11. Bianglala

394 37 50
                                    

Raka, dokter muda itu melemparkan sebuah kaleng minuman ke arah Titan di seberang tempatnya duduk, dan tentu saja dengan cekatan Titan menangkapnya.

Titan mengamati kaleng minuman di tangannya. Senyum gelinya tiba-tiba terbit. "Bukannya soda nggak baik buat kesehatan, ya, Pak Dokter?"

Raka menggerakkan punggung, mencari posisi ternyamannya. "Nggak buat lo mati kalo cuman sesekali."

Titan tertawa pelan, sedang Raka menghela napas saat menemukan posisi yang pas untuk punggungnya. Kemudian, dokter muda itu beralih ke arah Titan.

"Masih inget aja lo, ya, rumah gue," ujar Raka.

Pandangan Titan yang semula pada kaleng di tangannya, kini teralih ke arah Raka di hadapannya. Lalu pemuda itu mendengus pelan.

"Ingat apanya? Orang gue nyasar sampe ke komplek sebelah."

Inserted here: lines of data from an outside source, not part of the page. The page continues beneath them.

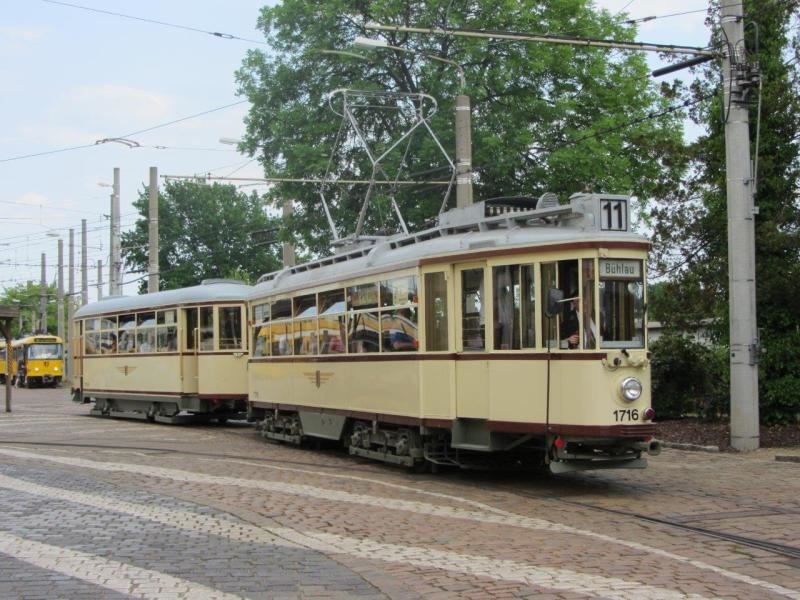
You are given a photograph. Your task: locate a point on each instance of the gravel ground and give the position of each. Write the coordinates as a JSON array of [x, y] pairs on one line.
[[693, 431]]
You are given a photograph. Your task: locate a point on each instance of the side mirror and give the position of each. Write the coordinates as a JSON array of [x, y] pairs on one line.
[[554, 299]]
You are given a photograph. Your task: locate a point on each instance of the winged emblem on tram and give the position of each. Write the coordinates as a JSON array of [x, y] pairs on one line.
[[318, 377]]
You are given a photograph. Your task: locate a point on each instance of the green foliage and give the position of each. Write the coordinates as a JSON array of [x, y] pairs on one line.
[[691, 244], [204, 232], [780, 378], [27, 297], [688, 378], [531, 104]]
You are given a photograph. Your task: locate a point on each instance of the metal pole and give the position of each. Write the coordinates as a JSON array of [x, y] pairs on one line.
[[288, 247], [115, 266], [152, 282], [99, 280], [43, 297], [463, 152], [60, 292], [741, 236], [84, 266], [70, 307]]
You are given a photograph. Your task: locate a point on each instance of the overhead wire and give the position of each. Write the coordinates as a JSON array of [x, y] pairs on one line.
[[217, 34], [127, 135]]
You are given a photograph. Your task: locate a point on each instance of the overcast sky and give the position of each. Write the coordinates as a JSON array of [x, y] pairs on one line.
[[71, 77]]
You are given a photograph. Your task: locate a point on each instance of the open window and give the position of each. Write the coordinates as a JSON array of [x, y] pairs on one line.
[[621, 304]]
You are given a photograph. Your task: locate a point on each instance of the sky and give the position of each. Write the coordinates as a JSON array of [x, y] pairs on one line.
[[71, 77]]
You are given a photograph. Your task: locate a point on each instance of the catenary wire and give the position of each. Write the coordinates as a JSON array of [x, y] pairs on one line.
[[217, 34]]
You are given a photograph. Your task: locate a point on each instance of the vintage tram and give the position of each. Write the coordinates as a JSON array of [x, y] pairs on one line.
[[36, 360], [514, 330], [169, 356]]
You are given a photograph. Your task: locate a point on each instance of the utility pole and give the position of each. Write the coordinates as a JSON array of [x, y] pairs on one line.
[[99, 280], [114, 267], [153, 274], [288, 247], [463, 151], [84, 266], [60, 291], [43, 297], [739, 77], [70, 305]]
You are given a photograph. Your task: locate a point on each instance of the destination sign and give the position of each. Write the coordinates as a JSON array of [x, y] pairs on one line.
[[620, 269]]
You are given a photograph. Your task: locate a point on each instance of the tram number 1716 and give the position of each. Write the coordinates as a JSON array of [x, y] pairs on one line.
[[628, 414]]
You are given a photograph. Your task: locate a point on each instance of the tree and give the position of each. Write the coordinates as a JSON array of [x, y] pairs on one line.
[[544, 117], [692, 228], [27, 297], [204, 232]]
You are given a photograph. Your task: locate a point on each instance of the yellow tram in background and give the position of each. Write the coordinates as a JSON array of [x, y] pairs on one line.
[[37, 360], [3, 365], [449, 346], [169, 356]]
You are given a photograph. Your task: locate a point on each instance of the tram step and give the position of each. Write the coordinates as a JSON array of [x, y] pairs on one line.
[[282, 437], [407, 461]]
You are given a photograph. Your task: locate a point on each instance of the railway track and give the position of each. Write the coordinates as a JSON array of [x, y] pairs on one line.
[[791, 552]]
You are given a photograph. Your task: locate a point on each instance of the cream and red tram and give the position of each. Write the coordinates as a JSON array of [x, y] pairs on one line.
[[444, 346], [168, 356]]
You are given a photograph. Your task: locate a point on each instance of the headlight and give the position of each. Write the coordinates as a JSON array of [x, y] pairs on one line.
[[631, 389]]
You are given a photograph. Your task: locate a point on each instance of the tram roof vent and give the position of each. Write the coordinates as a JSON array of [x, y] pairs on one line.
[[214, 281], [547, 200]]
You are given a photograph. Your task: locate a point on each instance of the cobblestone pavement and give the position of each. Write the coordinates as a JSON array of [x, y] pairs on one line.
[[99, 508]]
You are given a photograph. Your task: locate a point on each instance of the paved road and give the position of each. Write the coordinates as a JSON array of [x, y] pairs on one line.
[[98, 508]]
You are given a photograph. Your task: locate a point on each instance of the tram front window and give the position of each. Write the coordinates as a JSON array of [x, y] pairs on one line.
[[44, 352], [621, 304]]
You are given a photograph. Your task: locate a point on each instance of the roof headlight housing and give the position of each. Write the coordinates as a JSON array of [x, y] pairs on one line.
[[631, 389]]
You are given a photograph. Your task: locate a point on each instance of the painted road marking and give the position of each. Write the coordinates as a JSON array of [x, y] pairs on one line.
[[104, 572], [389, 503], [478, 566]]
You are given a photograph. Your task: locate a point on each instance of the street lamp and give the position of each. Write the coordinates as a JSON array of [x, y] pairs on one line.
[[463, 126]]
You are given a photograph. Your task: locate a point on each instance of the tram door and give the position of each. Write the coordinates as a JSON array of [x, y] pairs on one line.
[[189, 356], [472, 369]]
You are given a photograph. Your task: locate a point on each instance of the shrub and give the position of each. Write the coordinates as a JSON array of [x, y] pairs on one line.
[[688, 378]]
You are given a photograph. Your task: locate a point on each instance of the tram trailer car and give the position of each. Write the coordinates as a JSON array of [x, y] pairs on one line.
[[452, 346], [37, 360], [171, 356]]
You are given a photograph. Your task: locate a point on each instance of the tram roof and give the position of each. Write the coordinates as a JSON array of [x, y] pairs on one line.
[[450, 238], [210, 290]]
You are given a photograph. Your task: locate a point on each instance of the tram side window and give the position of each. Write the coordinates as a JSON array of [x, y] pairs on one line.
[[146, 332], [108, 335], [261, 330], [305, 324], [363, 326], [588, 319], [281, 330], [436, 312], [473, 307], [167, 331], [399, 325], [549, 325], [507, 307], [621, 304], [127, 333], [230, 328], [91, 341], [332, 327], [206, 328], [190, 315]]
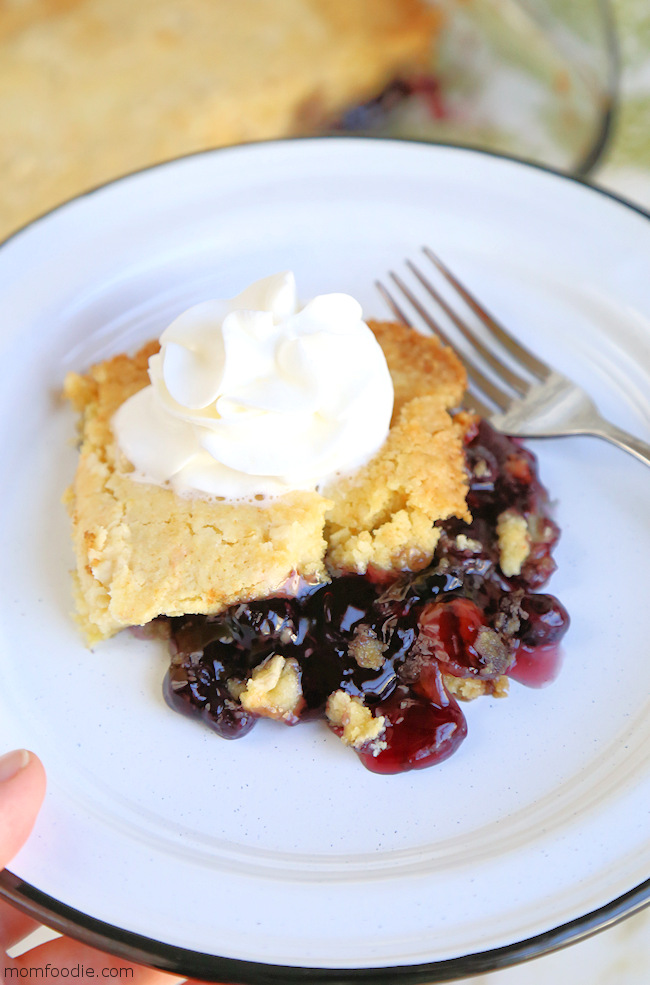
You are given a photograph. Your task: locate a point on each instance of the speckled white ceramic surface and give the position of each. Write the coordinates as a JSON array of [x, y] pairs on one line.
[[280, 847]]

Raka geleng-geleng kepala seraya tertawa pelan. "Emang selama apa, sih, lo di Bandung? Bandung adem banget, ya, sampe-sampe buat lo betah?"

"Terlanjur nyaman, Dok." Pemuda itu tertawa lagi.

"Setau gue, nyaman itu menjebak," ujar Raka filosofis.

"Dan terjebak itu nyaman, Dok," balas Titan tak kalah filosofis.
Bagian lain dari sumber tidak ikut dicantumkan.